La Corte europea dei diritti umani (Cedu) ha condannato l’Italia per il mancato riconoscimento all’anagrafe di una bambina nata da gestazione per altri di una coppia eterosessuale italiana che aveva stipulato un contratto di maternità surrogata in Ucraina. In particolare, l’anagrafe si era rifiutata di riconoscere il rapporto di filiazione stabilito dall’atto di nascita ucraino tra la bambina, il padre biologico e la madre intenzionale.

La Cedu, mantenendo l’anonimato della bimba e dei suoi genitori, ha anche stabilito che lo Stato dovrà versare 15 mila euro per danni morali e quasi 10 mila per le spese legali.

Maternità surrogata, le tappe del caso

Il caso riguarda il rifiuto delle autorità italiane di riconoscere la genitorialità del padre biologico, donatore del seme, di una bambina di quattro anni, nata in Ucraina da maternità surrogata, tramite un embrione proveniente da una donatrice anonima. Il certificato di nascita è stato redatto in Ucraina.

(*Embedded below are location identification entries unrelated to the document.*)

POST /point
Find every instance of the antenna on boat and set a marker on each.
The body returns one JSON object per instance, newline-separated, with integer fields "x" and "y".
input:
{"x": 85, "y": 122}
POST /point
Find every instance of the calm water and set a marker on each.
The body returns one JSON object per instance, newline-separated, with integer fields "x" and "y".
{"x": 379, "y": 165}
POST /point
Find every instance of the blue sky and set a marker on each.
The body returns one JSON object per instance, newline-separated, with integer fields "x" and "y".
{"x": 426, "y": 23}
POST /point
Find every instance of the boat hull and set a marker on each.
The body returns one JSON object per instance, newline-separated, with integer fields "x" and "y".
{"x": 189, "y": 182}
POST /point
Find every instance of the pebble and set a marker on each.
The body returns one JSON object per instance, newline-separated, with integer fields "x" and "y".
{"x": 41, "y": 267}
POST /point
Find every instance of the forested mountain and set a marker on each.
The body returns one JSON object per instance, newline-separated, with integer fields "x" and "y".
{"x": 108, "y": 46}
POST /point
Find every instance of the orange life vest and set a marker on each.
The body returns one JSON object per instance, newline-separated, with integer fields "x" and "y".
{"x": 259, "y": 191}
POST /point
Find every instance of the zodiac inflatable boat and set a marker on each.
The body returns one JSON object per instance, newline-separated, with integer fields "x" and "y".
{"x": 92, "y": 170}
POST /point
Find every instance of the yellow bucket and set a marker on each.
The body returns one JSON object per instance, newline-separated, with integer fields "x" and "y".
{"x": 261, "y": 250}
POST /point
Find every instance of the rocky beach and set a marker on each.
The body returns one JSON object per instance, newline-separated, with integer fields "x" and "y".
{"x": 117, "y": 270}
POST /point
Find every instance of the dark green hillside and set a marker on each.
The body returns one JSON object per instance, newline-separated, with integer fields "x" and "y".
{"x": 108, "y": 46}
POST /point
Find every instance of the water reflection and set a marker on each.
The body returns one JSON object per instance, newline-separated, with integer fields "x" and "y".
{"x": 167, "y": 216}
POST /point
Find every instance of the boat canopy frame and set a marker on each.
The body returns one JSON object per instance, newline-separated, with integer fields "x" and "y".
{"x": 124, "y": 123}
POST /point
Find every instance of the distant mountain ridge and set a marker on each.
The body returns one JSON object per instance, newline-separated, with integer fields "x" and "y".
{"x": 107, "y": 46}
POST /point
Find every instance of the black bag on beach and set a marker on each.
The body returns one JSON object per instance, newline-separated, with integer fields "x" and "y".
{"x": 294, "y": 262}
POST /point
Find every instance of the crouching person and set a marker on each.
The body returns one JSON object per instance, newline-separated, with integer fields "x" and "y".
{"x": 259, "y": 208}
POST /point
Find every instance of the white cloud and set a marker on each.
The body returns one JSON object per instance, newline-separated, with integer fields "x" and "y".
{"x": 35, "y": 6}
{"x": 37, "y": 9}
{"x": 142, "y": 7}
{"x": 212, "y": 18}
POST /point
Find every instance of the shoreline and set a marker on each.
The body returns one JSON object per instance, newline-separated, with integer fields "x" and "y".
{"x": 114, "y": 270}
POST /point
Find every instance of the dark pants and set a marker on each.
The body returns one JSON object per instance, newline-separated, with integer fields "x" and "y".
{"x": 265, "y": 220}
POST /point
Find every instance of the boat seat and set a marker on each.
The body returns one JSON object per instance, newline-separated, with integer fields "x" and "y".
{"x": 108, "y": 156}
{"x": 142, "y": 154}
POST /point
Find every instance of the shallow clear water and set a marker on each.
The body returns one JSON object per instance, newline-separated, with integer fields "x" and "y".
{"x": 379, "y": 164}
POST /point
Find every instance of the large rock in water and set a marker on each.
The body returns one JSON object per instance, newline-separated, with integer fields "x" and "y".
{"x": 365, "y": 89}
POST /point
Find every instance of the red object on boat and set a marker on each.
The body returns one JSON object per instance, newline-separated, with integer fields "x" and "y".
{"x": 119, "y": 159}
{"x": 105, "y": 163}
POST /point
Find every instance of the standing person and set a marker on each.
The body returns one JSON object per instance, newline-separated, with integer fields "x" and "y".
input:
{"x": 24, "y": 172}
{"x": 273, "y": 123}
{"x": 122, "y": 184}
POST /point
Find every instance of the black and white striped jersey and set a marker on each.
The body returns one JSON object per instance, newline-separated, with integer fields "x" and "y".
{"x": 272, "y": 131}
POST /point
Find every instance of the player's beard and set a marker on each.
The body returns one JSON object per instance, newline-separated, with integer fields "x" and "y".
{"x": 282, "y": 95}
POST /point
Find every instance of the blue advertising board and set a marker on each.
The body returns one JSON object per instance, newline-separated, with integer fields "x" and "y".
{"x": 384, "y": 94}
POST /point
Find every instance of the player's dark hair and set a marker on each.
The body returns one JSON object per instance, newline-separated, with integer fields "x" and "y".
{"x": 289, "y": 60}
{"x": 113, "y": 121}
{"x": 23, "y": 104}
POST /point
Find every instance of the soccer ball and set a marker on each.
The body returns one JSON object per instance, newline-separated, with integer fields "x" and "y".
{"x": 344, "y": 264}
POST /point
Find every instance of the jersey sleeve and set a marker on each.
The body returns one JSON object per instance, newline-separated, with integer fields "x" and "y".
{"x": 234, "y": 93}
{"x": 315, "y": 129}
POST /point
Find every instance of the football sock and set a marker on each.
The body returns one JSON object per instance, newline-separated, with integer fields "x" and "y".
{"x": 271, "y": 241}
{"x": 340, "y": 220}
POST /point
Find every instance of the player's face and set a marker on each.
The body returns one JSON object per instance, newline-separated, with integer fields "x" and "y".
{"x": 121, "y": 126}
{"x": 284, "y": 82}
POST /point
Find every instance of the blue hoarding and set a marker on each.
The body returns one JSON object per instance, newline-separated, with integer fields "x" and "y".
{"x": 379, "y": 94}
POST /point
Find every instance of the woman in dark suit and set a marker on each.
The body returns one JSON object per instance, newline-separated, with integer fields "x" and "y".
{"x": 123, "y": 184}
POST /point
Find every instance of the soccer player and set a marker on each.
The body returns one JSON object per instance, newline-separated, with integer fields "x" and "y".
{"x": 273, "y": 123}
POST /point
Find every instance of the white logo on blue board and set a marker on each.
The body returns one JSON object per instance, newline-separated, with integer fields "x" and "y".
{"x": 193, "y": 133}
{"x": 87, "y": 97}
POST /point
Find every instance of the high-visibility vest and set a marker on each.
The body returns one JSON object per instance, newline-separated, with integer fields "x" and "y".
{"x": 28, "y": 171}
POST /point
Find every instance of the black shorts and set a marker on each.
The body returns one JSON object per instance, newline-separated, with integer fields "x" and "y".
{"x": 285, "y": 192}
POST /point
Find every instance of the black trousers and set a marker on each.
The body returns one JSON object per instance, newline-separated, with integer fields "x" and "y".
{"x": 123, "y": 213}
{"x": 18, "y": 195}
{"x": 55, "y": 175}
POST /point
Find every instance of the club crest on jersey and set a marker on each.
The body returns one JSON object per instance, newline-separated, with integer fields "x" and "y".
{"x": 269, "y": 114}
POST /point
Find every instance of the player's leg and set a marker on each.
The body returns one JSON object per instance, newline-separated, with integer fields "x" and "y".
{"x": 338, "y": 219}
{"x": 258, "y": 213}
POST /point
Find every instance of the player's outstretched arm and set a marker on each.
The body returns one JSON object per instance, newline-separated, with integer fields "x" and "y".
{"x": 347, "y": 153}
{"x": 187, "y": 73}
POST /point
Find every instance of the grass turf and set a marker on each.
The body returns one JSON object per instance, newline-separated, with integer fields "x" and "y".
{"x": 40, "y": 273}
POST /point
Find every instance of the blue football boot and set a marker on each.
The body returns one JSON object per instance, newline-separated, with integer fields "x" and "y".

La vicenda ha inizio il 16 settembre 2019 quando il padre biologico e la madre intenzionale chiedono al comune in cui risiedono la trascrizione dell’atto di nascita ucraino della neonata nello stato civile. La domanda viene respinta qualche mese dopo perché “è contraria all’ordine pubblico“. La legge n. 40 del 19 febbraio 2004 sulla procreazione medicalmente assistita vieta la pratica di qualsiasi forma di maternità surrogata.

Successivamente, la richiesta di registrazione ha riguardato solo il padre biologico e, nonostante il parere favorevole della Procura di competenza, il tribunale ha respinto l’istanza in quanto contraria all’ordinamento italiano sulla maternità surrogata.

Anche il comune di residenza, infine, si è rifiutato di riconoscere parzialmente i dati di nascita della bambina, in quanto “il divieto di maternità surrogata non può essere aggirato“.

Maternità surrogata

La condanna della Corte di Strasburgo

La Corte di Strasburgo, facendo riferimento anche a sentenze pronunciate nei confronti di altri Paesi, ha ribadito che il rispetto della vita privata richiede che ognuno sia in grado di stabilire i dettagli della propria identità, incluso il rapporto giuridico genitore-figlio, e che gli Stati sono tenuti ad avere una legge che preveda la possibilità di riconoscere il rapporto giuridico tra un bambino nato attraverso un accordo di maternità surrogata all’estero e il padre intenzionale, qualora questi sia il padre biologico.

I giudici della Cedu hanno ritenuto quindi che i tribunali italiani “non siano stati in grado di prendere una rapida decisione a tutela della ricorrente a veder accertata la genitorialità del padre biologico, senza che sia stata presa in esame alcuna soluzione alternativa”.

La bambina, continua la Corte europea, “è stata tenuta fin dalla nascita in uno stato di prolungata incertezza sulla sua identità personale e, non avendo una parentela legalmente accertata, è stata considerata un’apolide in Italia”.

Italia assolta sul riconoscimento della madre designata

La Cedu ha invece assolto l’Italia per la presunta violazione dell’articolo 8 sul riconoscimento della madre designata. La madre intenzionale avrebbe potuto fare richiesta di adozione per ottenere il riconoscimento giuridico della genitorialità, “anche se generalmente la trascrizione dell’atto di nascita di un bambino nato da maternità surrogata è contrario all’ordine pubblico italiano” ma concesso in casi definiti particolari, quando cioè venga riconosciuto “il rapporto di fatto tra il bambino in questione e la persona che ha condiviso il processo creativo con il genitore biologico e si è preso cura del bambino fin dalla nascita”.